O italiano Alessandro Di Profio, musicólogo e professor da Sorbonne em Paris, foi quem iniciou a pauta. Suas falas foram traduzidas simultaneamente pelo Fil. Com o uso do compartilhamento de tela, ele mostrou alguns projetos dos quais fez parte. Neles, a ópera foi apresentada de formas bastante criativas. Di Profio participou da organização do Concerto no Escuro, espetáculo no qual a audiência tinha que utilizar uma venda sob os olhos. A experiência proporcionou a plena concentração do público, que era envolto na atmosfera da apresentação. Cinco edições do concerto já foram feitas, e ele tem um considerável público jovem.


No que diz respeito a estratégias para o alcance de novas audiências, ele abordou um trabalhos com bairros economicamente desfavorecidos, direcionados para aqueles que não podem comprar ingresso. Além disso, outra estratégia chamou a atenção da audiência do Fil: concertos produzidos especialmente para autistas e seus familiares. Segundo ele, isso proporciona não só uma fuga do cotidiano, como também acolhe esse público, muitas vezes marginalizado pela sociedade e excluído de eventos. Alessandro disse que a música é a única linguagem possível para autistas que não conseguem se comunicar com o mundo externo. Por isso, seu objetivo passou a se associá-los aos concertos. O objetivo do italiano é atrair públicos diferentes para seus concertos. A faixa etária dos amantes da ópera gira em torno dos 50 anos ou mais. Seu propósito é atrair jovens. Por isso, jovens músicos são colocados em posição de destaque em alguns concertos. Isso atrai o público almejado, que se identifica com os artistas.
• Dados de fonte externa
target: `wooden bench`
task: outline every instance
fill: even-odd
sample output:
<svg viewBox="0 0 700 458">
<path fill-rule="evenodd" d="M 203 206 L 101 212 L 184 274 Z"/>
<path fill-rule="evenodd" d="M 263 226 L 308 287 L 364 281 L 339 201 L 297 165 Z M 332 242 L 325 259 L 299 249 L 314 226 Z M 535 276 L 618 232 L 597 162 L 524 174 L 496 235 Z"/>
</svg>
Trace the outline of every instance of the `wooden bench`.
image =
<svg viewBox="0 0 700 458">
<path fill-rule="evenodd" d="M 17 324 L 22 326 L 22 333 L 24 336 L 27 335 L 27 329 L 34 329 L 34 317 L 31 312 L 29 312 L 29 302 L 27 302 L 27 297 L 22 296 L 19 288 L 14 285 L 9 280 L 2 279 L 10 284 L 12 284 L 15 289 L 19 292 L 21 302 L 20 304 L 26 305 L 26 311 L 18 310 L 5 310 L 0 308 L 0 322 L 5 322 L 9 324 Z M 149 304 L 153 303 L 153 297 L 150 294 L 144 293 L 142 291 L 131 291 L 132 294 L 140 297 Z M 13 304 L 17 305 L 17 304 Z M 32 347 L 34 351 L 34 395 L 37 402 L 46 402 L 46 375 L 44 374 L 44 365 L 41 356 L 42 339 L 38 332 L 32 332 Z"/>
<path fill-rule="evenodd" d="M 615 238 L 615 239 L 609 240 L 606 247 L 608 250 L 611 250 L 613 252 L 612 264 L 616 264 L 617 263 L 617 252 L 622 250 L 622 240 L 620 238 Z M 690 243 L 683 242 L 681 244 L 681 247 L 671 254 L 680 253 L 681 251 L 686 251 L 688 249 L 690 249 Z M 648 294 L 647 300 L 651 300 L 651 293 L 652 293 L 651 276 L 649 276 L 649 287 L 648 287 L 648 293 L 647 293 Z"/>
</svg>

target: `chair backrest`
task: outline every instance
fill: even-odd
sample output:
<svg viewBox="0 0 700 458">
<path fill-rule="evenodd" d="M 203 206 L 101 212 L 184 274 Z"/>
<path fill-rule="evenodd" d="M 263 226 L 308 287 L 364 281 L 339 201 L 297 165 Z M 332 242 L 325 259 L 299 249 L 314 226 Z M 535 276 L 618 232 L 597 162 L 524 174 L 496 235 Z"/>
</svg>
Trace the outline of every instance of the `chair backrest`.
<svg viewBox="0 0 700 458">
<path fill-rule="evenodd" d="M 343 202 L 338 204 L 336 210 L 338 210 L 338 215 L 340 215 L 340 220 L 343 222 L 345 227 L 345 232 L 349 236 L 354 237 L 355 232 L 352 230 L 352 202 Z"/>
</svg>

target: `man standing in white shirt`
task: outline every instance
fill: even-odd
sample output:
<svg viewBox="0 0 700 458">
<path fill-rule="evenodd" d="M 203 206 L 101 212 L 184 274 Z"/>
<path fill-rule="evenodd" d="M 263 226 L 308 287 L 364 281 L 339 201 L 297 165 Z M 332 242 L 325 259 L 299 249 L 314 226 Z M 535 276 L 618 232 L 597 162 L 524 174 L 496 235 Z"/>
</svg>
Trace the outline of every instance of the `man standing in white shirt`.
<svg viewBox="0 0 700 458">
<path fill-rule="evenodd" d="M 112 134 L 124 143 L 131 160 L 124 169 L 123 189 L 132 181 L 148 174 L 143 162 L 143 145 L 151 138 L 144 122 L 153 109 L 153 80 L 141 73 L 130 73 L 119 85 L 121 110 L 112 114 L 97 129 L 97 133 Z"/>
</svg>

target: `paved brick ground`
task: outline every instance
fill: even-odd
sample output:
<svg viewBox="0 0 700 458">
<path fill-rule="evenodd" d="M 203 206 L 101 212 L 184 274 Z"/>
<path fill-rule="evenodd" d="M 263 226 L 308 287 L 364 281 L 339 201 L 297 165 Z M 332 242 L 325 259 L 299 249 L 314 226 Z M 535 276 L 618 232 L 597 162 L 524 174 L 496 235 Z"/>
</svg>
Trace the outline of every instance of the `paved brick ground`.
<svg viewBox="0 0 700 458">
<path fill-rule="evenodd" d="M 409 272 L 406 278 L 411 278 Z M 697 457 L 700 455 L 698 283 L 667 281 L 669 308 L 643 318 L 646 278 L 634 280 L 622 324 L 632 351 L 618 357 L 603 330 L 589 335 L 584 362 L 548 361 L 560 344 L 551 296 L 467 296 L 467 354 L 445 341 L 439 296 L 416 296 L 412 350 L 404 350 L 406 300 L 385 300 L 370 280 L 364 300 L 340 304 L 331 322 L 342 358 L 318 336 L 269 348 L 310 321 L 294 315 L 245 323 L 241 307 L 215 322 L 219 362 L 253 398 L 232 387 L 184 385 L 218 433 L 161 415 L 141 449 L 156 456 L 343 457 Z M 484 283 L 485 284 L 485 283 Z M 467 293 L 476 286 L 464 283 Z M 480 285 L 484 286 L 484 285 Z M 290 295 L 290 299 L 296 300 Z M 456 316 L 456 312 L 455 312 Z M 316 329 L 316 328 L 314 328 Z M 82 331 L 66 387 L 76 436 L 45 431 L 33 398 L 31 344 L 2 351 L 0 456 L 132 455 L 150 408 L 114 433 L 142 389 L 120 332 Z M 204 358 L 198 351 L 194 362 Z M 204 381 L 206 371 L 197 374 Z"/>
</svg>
A estadunidense Carol McDavit é cantora lírica e doutora em música, e a maior parte do seu trabalho é realizada no Brasil. Devido a problemas técnicos durante a live, parte da sua apresentação não foi reproduzida para o público, mas isso não impediu Carol de mostrar seu interesse na ópera inclusiva. Como professora de canto da UNIRIO, ela teve a percepção de que seus alunos não conheciam muito acerca da música clássica. Por isso, em 2008 ela criou uma oficina para desenvolver técnicas musicais e teatrais aplicadas à ópera. Seu objetivo é não só despertar o interesse na arte, como também capacitar possíveis cantores de ópera. As apresentações da oficina e os bastidores são compostos integralmente por alunos, que organizam os concertos e aprendem na prática. Os estilos dos espetáculos são variados, para que jovens cantores criem repertório dentro do meio musical. Dentre muitas apresentações em escolas, ela citou o Colégio Pedro II ,onde muitas crianças foram introduzidas ao mundo da ópera pela primeira vez. Também contou durante a live que levou apresentações para colégios de pessoas com deficiência, e comentou como era bonito ver a interação deles com os concertos. Seus projetos, de modo geral, atraem públicos que passam a ter a experiência inicial com a música clássica, tanto em comunidades quanto em escolas.


A brasileira Ligiana Costa é cantora lírica e escritora premiada. Na sua vez de apresentar, mostrou como tem levado a ópera à plataforma digital. Ela dirige o podcast do Teatro Municipal de São Paulo. Em seu Instagram e no canal do YouTube do Teatro, dá aulas sobre ópera, transmitindo o conhecimento que tem para aqueles que desejam se aprofundar no mundo da música clássica. Ligiana utiliza a internet para alcançar novos públicos. Na live, ela disse que entrevistar o público que frequenta concertos de ópera, revelou a variedade cada vez maior de amantes dessa arte. Segundo a cantora, o preconceito impede as pessoas de terem a percepção acerca da amplitude dos indivíduos que se interessam nessa área.


Por fim, os três convidados responderam perguntas sobre suas experiências no assunto em pauta e discorreram a respeito de projetos futuros. Eles responderam com clareza, procurando esclarecer qualquer dúvida quanto aos seus objetivos profissionais. A mesa “A ópera para novos públicos” foi responsável por um intercâmbio cultural enriquecedor, e provou para a audiência o cuidado excepcional que profissionais da ópera por todo o mundo têm tido para que essa obra não morra com o tempo. Apresentando a ópera para os mais diversos públicos, explicando a arte e até mesmo introduzindo seus princípios no mundo digital, eles imortalizam o poder transformador da música. A live pode ser vista no canal do YouTube do FIL.